For some on the MPC, it's their first time voting - and analysts didn't expect to see any dissent among the newcomers.

So while a unanimous vote to hold steady was widely expected today, it may be the last MPC vote without a split we see for a while, as the committee's views on the amount of labour market slack diverge.

This month, the minutes reveal that one interpretation of the current situation saw at least one member argue that there is now a smaller risk of hiking interest rates derailing the UK's economic recovery, as "that expansion became more established".

On one interpretation, the risk of a small rise in bank rate derailing the expansion and leaving inflation below the target in the medium term was receding

MPC members generally see the UK's economic momentum looking "more assured", with growth in the first half likely to be at or above the long-term average, but with tentative signs of a modest output slowdown in the second half of the year.

Central bank watcher focus will this month will be on any comments that offer guidance on the timing of a change to interest rates. After the release, Oxford Economics' chief European economist, Dario Perkins, said that the MPC is now "edging towards" its first hike.

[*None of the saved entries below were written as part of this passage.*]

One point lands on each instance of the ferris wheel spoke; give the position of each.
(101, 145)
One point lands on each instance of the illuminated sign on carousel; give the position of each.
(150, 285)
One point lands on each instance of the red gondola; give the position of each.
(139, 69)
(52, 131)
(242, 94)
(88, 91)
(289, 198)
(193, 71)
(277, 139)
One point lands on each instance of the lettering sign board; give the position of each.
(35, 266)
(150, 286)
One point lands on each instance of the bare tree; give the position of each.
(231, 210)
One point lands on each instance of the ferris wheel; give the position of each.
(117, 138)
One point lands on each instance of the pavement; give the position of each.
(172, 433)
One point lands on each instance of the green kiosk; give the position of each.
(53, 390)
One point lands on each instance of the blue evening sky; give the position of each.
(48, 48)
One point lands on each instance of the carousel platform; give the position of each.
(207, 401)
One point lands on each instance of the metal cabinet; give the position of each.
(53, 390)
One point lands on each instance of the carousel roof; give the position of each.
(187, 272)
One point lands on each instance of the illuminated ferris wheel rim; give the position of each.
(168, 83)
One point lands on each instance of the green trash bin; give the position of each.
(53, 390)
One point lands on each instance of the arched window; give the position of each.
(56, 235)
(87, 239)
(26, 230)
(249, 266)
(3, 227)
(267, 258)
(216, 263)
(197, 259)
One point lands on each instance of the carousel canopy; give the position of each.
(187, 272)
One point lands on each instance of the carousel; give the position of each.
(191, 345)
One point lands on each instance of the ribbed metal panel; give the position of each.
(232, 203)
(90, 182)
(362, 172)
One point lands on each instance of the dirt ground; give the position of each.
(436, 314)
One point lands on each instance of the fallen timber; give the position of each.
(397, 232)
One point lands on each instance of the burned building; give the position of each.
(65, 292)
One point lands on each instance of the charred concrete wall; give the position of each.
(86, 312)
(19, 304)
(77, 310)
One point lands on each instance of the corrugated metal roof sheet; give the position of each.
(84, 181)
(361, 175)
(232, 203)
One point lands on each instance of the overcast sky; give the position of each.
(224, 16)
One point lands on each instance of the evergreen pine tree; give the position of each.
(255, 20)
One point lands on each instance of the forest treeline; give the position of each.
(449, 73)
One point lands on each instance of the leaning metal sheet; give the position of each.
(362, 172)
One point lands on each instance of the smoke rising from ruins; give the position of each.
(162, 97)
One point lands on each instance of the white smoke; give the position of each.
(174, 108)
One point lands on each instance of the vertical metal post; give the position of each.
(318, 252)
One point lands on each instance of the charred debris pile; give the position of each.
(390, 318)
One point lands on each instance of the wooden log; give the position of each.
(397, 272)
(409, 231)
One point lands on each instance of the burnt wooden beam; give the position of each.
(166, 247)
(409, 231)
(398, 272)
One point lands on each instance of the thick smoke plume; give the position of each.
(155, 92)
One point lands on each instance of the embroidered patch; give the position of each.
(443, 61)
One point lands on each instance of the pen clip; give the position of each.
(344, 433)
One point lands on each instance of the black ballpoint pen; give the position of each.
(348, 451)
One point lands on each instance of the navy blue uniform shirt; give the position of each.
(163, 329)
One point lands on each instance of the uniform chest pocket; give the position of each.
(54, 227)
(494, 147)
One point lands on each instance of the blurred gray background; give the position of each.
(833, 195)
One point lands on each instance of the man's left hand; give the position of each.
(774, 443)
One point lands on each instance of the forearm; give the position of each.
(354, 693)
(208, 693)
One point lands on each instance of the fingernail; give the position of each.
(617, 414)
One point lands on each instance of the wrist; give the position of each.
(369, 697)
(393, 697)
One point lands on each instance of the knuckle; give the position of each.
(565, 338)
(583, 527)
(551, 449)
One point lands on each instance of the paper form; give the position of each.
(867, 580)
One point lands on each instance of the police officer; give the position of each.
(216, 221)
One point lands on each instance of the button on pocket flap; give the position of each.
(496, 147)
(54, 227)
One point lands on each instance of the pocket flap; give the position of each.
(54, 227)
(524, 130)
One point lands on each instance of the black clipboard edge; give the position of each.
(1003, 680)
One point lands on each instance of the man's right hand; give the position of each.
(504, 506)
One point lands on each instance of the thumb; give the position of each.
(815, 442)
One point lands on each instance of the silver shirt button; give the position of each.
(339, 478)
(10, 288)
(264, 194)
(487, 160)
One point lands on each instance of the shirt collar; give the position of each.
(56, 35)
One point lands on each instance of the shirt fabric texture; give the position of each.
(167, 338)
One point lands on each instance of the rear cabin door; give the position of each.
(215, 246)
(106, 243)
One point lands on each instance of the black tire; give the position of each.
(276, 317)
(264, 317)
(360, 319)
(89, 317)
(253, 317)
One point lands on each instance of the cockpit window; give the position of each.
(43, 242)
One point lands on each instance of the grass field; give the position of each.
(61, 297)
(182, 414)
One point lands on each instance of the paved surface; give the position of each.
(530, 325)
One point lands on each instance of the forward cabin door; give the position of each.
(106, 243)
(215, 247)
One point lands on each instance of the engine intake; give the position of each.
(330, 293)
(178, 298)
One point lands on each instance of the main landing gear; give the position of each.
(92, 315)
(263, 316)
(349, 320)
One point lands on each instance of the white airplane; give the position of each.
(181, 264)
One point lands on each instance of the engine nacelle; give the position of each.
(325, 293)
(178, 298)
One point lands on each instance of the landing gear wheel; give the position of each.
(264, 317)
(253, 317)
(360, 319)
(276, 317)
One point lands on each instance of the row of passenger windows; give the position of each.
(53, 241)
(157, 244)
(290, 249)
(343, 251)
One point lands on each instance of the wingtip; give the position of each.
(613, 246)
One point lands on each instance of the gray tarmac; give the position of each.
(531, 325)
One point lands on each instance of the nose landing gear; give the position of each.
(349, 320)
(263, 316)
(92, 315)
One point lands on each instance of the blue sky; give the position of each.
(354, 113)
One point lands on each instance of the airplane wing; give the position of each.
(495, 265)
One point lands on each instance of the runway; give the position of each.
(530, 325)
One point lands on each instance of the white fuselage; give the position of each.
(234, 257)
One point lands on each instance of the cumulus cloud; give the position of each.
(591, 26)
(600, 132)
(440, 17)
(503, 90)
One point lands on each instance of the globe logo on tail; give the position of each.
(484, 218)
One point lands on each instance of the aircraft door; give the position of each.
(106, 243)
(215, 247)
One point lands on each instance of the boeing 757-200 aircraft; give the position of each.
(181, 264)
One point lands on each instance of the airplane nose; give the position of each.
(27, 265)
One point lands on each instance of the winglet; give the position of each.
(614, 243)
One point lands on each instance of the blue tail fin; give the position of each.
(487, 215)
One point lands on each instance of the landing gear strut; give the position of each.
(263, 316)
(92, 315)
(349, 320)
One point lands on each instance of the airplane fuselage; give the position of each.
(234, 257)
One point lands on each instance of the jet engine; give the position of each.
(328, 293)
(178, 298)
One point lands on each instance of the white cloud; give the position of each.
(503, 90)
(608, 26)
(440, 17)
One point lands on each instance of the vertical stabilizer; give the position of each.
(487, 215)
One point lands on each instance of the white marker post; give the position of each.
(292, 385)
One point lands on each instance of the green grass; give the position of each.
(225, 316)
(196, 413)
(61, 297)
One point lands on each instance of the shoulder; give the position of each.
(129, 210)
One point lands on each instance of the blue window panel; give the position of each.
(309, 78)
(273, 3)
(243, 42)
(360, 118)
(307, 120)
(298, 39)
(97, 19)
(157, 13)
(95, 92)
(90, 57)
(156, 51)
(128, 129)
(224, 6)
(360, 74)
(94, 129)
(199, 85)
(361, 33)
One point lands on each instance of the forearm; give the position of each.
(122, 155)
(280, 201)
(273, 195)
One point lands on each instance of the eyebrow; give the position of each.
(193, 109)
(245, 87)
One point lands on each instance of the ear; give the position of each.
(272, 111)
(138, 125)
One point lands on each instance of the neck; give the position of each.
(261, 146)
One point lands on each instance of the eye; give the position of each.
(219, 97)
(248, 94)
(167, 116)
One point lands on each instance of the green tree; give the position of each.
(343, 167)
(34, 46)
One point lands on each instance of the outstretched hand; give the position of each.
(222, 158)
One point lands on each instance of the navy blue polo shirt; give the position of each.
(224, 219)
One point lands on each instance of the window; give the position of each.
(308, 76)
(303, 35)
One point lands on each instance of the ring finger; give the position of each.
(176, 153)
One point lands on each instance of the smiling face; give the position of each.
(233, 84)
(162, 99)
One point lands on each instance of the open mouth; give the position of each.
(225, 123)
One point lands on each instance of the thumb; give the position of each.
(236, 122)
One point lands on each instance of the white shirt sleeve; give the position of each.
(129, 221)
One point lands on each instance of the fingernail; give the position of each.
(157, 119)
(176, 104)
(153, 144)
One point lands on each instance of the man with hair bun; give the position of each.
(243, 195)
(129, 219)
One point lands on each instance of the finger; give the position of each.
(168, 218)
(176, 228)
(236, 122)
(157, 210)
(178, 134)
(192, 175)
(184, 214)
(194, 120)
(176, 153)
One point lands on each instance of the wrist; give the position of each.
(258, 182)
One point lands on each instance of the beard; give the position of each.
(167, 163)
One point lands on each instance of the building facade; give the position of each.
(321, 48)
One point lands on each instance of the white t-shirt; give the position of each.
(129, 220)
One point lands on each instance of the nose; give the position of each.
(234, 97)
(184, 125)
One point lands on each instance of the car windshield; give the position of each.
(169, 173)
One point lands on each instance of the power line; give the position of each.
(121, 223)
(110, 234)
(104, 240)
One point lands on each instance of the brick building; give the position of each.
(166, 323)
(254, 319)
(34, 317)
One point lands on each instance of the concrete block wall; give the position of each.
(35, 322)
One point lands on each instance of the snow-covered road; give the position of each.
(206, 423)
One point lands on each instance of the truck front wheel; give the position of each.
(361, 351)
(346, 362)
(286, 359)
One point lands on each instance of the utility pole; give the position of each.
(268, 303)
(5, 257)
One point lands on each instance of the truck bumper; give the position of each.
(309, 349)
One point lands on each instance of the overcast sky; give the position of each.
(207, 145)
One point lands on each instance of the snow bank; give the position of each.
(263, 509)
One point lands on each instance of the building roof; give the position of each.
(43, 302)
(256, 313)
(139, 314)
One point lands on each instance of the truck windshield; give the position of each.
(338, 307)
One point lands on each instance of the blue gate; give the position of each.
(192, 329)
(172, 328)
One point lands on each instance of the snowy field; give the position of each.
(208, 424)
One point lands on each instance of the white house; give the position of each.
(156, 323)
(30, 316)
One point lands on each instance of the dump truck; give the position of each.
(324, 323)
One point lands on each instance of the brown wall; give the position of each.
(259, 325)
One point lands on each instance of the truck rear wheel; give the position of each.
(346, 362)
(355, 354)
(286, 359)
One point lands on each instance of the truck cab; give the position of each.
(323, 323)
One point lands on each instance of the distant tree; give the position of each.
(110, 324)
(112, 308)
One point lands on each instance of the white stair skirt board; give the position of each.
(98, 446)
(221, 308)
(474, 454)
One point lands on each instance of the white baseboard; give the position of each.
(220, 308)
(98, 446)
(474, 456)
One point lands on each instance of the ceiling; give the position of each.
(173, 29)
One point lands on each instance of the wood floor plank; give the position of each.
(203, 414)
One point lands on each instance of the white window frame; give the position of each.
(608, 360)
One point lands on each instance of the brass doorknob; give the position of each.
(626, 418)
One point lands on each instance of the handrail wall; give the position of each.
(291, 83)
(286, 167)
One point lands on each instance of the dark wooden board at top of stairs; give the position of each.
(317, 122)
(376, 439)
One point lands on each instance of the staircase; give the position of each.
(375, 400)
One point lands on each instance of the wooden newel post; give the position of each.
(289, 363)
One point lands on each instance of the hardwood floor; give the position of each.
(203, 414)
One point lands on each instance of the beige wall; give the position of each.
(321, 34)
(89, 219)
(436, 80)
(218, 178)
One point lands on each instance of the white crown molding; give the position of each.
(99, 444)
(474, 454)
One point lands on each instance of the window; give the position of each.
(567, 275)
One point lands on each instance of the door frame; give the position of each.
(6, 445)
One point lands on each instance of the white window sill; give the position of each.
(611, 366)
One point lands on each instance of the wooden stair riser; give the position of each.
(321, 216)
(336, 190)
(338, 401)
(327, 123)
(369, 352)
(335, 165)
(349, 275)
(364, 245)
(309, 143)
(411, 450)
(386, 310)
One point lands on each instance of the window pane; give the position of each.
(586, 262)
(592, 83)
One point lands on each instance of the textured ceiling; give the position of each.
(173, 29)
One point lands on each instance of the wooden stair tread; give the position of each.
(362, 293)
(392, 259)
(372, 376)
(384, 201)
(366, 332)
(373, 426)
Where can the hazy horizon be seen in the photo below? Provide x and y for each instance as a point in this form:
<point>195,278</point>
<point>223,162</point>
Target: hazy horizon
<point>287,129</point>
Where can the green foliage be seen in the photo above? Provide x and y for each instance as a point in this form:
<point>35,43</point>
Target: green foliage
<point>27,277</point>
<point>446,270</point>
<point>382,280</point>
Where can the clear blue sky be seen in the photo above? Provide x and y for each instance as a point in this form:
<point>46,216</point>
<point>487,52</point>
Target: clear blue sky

Expectations of a change in interest rates have moved around a bit in recent months, with most investors now expecting to see a hike at the end of this year or in the first quarter of 2015. Ahead of today's release, Grant Lewis of Daiwa Capital Markets says that data is adding "to the case for a rate hike this year", with strong jobs data, an upside surprise to inflation, and manufacturing surveys all suggesting that spare capacity in the economy is being used up.

For those wanting a more up to date picture of the Bank's position, governor Mark Carney will speak later today at a Commonwealth Games event in Glasgow.